DLSlime is organized around PeerAgent. Application services attach to PeerAgent, NanoCtrl provides service governance and coordination metadata, and endpoint APIs drive the underlying transfer engines and devices.

DLSlime PeerAgent-centered architecture

How The Layers Work Together¶

A service starts and registers itself with NanoCtrl as a generic entity, for example kind=cache or kind=rpc-worker.
Each service attaches to a PeerAgent instead of managing transport state directly.
PeerAgents register their resource records and memory regions with NanoCtrl.
Clients discover services by kind and scope, then reach the service through its PeerAgent.
PeerAgents exchange connection intent and memory-region metadata through NanoCtrl and Redis.
Endpoint objects issue the actual transfer through RDMA, NVLink, Ascend Direct, or the selected backend.

Usage Scenarios¶

Direct Endpoint Access¶

Direct endpoint-to-endpoint access

Use the Endpoint API directly when the application already controls peer placement, metadata exchange, and memory lifetime.
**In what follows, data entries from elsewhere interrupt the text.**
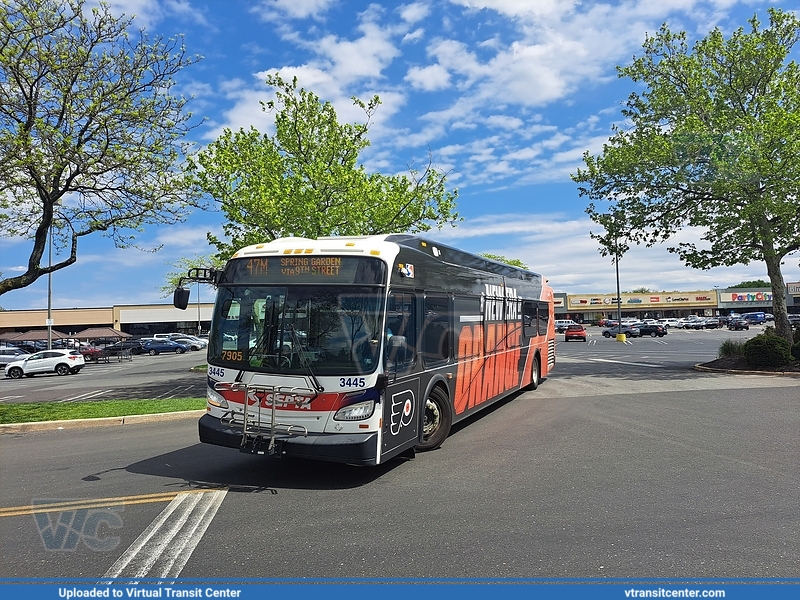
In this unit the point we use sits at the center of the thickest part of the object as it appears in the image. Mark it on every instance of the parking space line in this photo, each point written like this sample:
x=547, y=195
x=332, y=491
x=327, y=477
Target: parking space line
x=4, y=398
x=86, y=396
x=622, y=362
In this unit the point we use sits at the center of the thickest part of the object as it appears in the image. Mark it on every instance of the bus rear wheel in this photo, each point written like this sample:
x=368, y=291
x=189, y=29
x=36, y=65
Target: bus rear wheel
x=436, y=421
x=534, y=374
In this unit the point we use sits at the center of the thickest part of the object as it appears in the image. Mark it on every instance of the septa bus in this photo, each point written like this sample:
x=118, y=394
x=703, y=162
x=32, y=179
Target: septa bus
x=358, y=349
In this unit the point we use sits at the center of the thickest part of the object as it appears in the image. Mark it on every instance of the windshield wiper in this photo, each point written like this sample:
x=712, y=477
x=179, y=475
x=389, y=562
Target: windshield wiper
x=304, y=360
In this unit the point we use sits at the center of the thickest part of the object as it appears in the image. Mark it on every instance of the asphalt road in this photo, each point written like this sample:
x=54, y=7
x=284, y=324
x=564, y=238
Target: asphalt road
x=624, y=463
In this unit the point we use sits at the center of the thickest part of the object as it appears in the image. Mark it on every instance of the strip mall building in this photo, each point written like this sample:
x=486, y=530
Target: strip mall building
x=658, y=305
x=148, y=319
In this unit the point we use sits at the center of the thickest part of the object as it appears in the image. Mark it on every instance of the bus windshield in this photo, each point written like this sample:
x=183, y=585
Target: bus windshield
x=276, y=329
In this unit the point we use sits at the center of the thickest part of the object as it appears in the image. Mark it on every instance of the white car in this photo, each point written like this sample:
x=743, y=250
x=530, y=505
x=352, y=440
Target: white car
x=63, y=362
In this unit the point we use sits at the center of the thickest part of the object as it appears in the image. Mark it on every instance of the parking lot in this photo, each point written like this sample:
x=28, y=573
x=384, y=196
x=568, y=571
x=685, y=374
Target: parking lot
x=143, y=376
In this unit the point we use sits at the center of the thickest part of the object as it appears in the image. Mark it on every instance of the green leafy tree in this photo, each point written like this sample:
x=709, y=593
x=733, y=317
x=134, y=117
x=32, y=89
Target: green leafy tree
x=89, y=131
x=305, y=180
x=514, y=262
x=712, y=141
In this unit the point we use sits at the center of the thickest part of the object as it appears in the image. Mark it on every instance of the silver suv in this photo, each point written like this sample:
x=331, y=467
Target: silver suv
x=63, y=362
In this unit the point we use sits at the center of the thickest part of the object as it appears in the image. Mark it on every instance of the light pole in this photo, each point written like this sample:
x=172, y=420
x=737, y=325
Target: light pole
x=50, y=292
x=199, y=328
x=619, y=299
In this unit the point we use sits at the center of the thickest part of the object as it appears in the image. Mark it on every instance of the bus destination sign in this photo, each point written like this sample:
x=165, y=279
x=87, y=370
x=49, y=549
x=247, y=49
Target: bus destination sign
x=306, y=269
x=321, y=266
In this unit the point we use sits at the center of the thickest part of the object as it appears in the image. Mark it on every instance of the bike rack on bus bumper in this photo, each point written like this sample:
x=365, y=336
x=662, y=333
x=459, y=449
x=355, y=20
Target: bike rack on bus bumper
x=254, y=429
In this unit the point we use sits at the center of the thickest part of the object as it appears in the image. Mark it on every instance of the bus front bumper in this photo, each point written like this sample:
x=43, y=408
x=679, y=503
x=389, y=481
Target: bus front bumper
x=358, y=448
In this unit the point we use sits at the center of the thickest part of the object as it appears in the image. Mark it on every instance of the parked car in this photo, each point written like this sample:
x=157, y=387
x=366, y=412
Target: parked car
x=63, y=362
x=90, y=352
x=133, y=346
x=626, y=329
x=562, y=324
x=670, y=322
x=653, y=330
x=738, y=324
x=154, y=347
x=575, y=332
x=10, y=354
x=192, y=343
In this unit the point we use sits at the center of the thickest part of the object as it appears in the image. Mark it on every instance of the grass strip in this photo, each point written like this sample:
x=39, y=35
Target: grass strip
x=57, y=411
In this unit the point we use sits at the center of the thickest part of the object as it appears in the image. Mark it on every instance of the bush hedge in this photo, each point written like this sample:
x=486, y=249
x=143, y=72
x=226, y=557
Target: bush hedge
x=767, y=350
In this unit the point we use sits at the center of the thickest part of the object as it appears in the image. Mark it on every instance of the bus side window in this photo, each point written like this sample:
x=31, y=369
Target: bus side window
x=529, y=319
x=400, y=324
x=544, y=317
x=436, y=330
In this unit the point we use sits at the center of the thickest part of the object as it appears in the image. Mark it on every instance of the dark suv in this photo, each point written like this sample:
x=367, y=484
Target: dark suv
x=132, y=346
x=653, y=330
x=738, y=324
x=626, y=329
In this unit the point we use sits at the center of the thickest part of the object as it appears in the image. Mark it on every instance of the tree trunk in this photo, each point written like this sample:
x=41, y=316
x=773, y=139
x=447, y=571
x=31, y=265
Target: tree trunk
x=782, y=326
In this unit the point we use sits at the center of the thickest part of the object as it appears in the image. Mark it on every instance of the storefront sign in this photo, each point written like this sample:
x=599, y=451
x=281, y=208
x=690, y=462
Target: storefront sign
x=751, y=297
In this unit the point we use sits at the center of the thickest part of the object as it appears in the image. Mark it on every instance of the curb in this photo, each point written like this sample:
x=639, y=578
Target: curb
x=700, y=367
x=100, y=422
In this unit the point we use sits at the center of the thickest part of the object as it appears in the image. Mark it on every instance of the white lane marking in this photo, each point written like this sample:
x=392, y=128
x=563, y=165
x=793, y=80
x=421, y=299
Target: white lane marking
x=622, y=362
x=163, y=549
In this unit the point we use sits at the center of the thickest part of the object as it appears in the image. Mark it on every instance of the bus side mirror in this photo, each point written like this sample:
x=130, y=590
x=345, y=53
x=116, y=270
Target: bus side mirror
x=180, y=298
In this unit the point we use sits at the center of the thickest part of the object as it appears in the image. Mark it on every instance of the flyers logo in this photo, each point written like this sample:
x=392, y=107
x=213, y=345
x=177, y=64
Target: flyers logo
x=402, y=411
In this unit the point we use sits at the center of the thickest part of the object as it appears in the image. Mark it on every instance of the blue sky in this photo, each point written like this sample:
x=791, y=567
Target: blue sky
x=505, y=94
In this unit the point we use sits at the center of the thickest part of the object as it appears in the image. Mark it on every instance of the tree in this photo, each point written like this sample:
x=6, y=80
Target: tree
x=305, y=179
x=712, y=142
x=514, y=262
x=89, y=131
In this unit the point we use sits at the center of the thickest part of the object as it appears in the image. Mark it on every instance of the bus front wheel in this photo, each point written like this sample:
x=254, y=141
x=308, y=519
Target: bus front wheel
x=436, y=421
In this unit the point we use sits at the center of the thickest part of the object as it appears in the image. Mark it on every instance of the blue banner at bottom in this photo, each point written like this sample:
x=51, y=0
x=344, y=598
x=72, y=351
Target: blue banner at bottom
x=330, y=589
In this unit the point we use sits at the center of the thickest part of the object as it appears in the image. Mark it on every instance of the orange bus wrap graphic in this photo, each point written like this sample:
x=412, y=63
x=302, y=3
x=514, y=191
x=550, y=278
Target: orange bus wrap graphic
x=482, y=377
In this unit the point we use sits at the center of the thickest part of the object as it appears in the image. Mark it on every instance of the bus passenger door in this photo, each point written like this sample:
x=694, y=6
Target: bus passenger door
x=401, y=401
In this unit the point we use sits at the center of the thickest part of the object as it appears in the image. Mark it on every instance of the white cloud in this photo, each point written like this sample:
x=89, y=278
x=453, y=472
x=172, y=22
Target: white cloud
x=414, y=12
x=271, y=10
x=413, y=36
x=429, y=79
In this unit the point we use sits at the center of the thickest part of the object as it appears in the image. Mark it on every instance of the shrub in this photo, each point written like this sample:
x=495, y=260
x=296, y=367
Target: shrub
x=731, y=348
x=766, y=350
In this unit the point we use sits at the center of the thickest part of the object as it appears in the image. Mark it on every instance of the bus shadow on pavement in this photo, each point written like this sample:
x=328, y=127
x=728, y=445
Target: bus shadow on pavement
x=204, y=466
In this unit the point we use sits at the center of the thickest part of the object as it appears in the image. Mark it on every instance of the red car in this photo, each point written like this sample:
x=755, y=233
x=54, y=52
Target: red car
x=574, y=332
x=90, y=352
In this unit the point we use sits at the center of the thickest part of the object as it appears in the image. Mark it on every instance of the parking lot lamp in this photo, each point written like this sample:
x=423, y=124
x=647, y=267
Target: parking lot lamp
x=50, y=292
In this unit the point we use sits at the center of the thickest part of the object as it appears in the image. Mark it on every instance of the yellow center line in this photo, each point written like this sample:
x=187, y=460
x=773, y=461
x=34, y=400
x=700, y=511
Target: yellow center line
x=16, y=511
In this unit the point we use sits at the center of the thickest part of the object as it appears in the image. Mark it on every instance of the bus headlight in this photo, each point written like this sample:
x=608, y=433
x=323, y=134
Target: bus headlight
x=355, y=412
x=216, y=399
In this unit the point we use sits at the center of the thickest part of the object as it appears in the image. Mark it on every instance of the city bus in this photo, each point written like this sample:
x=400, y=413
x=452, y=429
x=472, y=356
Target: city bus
x=359, y=349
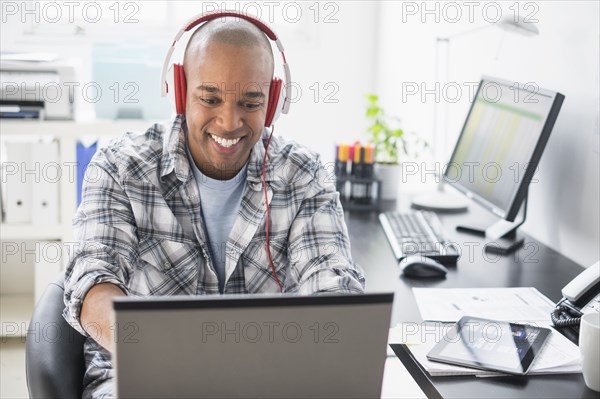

PeerAgent-to-PeerAgent Access¶

PeerAgent-to-PeerAgent access

Use PeerAgent when the application wants peer-to-peer data movement without managing connection setup, memory-region discovery, and stale-state cleanup by itself.

DLSlimeCache Service¶

DLSlimeCache service access

Use DLSlimeCache when multiple PeerAgent clients need a shared RDMA-backed cache service.

SlimeRPC Service¶

SlimeRPC service access

Use SlimeRPC when application logic should call a Python service while keeping transport and peer coordination inside DLSlime.

Disaggregated Inference Service¶

Disaggregated inference service

Use DLSlime for disaggregated inference when prefill and decode run as separate serving roles.